Sujet : Re: Bootcamp
De : arne (at) *nospam* vajhoej.dk (Arne Vajhøj)
Groupes : comp.os.vmsDate : 13. Jul 2025, 03:32:38
Autres entêtes
Organisation : SunSITE.dk - Supporting Open source
Message-ID : <68731ac6$0$690$14726298@news.sunsite.dk>
References : 1 2 3 4 5 6 7 8 9 10 11 12 13 14
User-Agent : Mozilla Thunderbird
On 7/12/2025 7:52 PM, bill wrote:
On 7/12/2025 1:42 PM, Arne Vajhøj wrote:
On 7/12/2025 1:26 PM, bill wrote:
On 7/12/2025 11:13 AM, Arne Vajhøj wrote:
So again again if you rewrite an application, then you want
to change that logic instead of doing the 1:1 conversion.
>
And this, of course, is where we disagree. You see rewrites as
normal and the best way to go. I see them as usually a waste of
time being called on for the wrong reasons.
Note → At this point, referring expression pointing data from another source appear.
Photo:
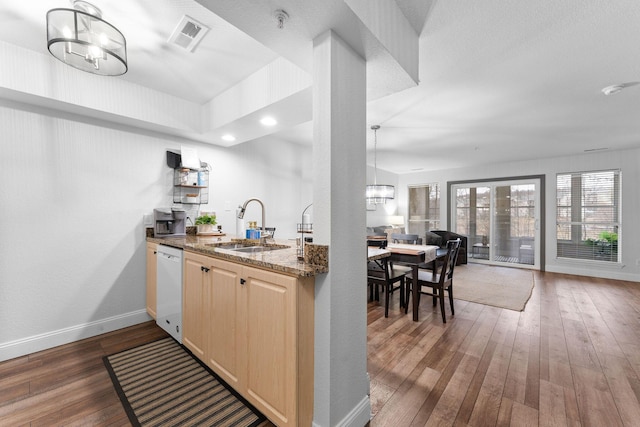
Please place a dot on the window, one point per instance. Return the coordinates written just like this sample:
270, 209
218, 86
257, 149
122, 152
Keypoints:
588, 215
424, 208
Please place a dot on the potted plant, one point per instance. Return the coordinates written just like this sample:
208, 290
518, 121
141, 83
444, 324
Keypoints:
205, 223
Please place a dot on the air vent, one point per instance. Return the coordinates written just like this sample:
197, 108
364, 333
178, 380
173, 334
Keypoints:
188, 33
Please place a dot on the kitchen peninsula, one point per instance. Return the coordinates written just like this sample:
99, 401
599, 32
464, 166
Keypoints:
249, 316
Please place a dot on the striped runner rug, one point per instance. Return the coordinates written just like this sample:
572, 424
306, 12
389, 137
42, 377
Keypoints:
162, 384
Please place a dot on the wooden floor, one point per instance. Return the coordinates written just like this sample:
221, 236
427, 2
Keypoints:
571, 358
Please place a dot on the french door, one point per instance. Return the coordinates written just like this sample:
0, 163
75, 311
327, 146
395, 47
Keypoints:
501, 220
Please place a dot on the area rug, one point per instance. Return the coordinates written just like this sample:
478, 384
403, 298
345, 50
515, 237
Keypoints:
496, 286
162, 384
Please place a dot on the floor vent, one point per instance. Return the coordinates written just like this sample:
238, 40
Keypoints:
188, 33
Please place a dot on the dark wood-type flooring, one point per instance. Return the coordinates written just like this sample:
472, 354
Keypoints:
572, 358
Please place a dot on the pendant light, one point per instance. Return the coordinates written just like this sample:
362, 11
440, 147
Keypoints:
80, 38
377, 194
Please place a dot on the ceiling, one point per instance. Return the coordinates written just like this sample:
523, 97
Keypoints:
498, 81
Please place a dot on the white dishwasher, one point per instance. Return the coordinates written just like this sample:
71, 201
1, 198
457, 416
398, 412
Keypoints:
169, 282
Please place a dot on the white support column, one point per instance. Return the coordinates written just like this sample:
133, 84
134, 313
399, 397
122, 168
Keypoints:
339, 171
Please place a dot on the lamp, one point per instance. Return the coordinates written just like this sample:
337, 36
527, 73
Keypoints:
80, 38
377, 194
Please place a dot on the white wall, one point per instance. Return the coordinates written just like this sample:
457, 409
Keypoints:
627, 161
72, 199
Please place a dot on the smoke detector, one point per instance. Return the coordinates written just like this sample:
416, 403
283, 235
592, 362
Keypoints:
188, 33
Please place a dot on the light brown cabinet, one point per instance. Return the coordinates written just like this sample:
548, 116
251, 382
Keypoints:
195, 285
258, 333
152, 262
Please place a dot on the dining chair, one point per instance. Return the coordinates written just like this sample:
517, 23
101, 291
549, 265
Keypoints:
382, 273
411, 239
439, 283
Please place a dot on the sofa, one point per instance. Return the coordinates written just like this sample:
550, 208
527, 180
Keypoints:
441, 237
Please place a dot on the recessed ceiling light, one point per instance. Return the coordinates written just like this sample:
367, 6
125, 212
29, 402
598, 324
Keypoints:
610, 90
268, 121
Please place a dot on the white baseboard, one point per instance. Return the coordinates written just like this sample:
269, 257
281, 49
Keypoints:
32, 344
359, 416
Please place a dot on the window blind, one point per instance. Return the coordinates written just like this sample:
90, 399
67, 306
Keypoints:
588, 215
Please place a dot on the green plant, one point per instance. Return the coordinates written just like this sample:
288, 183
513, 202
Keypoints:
206, 219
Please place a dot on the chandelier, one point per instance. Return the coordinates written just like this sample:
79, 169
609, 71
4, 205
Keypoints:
79, 37
377, 194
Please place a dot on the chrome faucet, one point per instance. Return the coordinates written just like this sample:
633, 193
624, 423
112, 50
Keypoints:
263, 236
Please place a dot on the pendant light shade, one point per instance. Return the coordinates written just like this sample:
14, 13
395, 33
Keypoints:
81, 38
378, 193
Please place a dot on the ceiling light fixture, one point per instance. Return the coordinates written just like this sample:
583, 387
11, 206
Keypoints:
80, 38
613, 89
377, 194
269, 121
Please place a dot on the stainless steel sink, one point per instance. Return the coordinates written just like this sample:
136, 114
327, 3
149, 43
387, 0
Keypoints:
253, 249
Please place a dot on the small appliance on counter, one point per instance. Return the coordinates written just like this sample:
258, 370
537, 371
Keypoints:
169, 222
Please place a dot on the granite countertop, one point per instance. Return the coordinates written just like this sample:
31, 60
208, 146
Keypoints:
280, 260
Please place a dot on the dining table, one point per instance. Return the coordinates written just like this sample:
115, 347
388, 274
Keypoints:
410, 255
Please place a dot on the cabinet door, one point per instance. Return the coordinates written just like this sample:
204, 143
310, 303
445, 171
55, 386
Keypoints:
226, 351
152, 291
196, 277
270, 312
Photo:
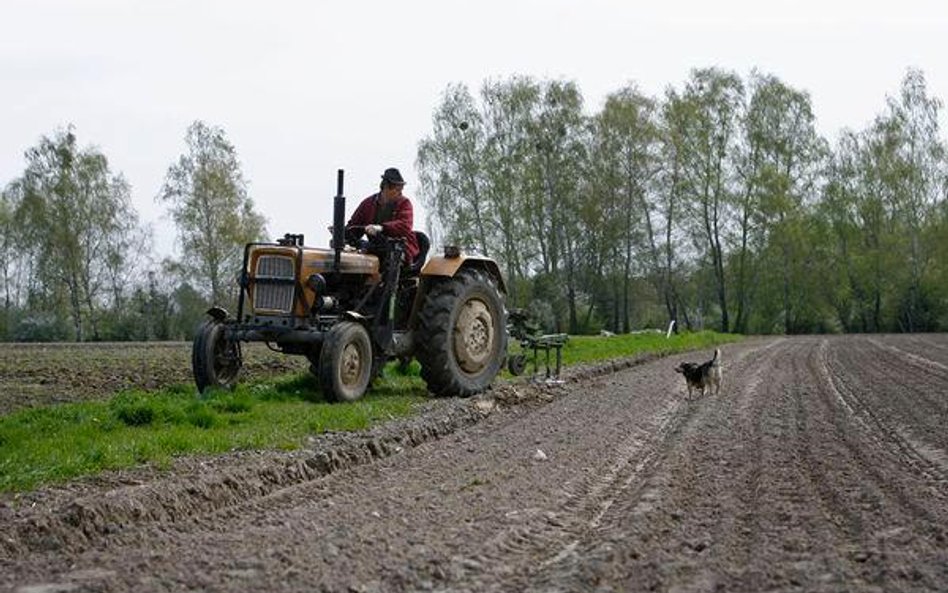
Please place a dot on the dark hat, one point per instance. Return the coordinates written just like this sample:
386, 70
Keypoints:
392, 175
Because your peers
at a conference laugh at your legacy system is no reason to rewrite
it. (And, yes, I have seen senior management want to make major
and often ridiculous changes based on something their peers said
over lunch at a conference!!)
>
There is a whole discipline dedicated to determining
if, when and how to modernize IT systems.
>
But mistakes are made.
>
Some systems are attempted to be modernized even though they should not.
>
Some systems are kept even though they should have been modernized.
It's funny to see someone say that here. The whole IT world has been
saying that about VMS for a very long time. I would have thought here
was the last bastion of "If it ain't broke, don't fix it."
Based on previous discussions then there are several "If it ain't
broke, don't fix it." people here.
But I do not consider myself one of them.
You evaluate benefits, cost and risk of upgrade projects
and decide based on that analysis.
And long term it is not so much a question about IF but more
a question about WHEN and HOW. Is it now or in 3 years or in
10 years? Just add functionality or rewrite some old parts
or rewrite everything?
The second is probably more common than the first.
"Being common" .NE. "right" .OR. "even necessarily a good idea".
I don't see how one mistake being more common than another
mistake relates to right or good idea.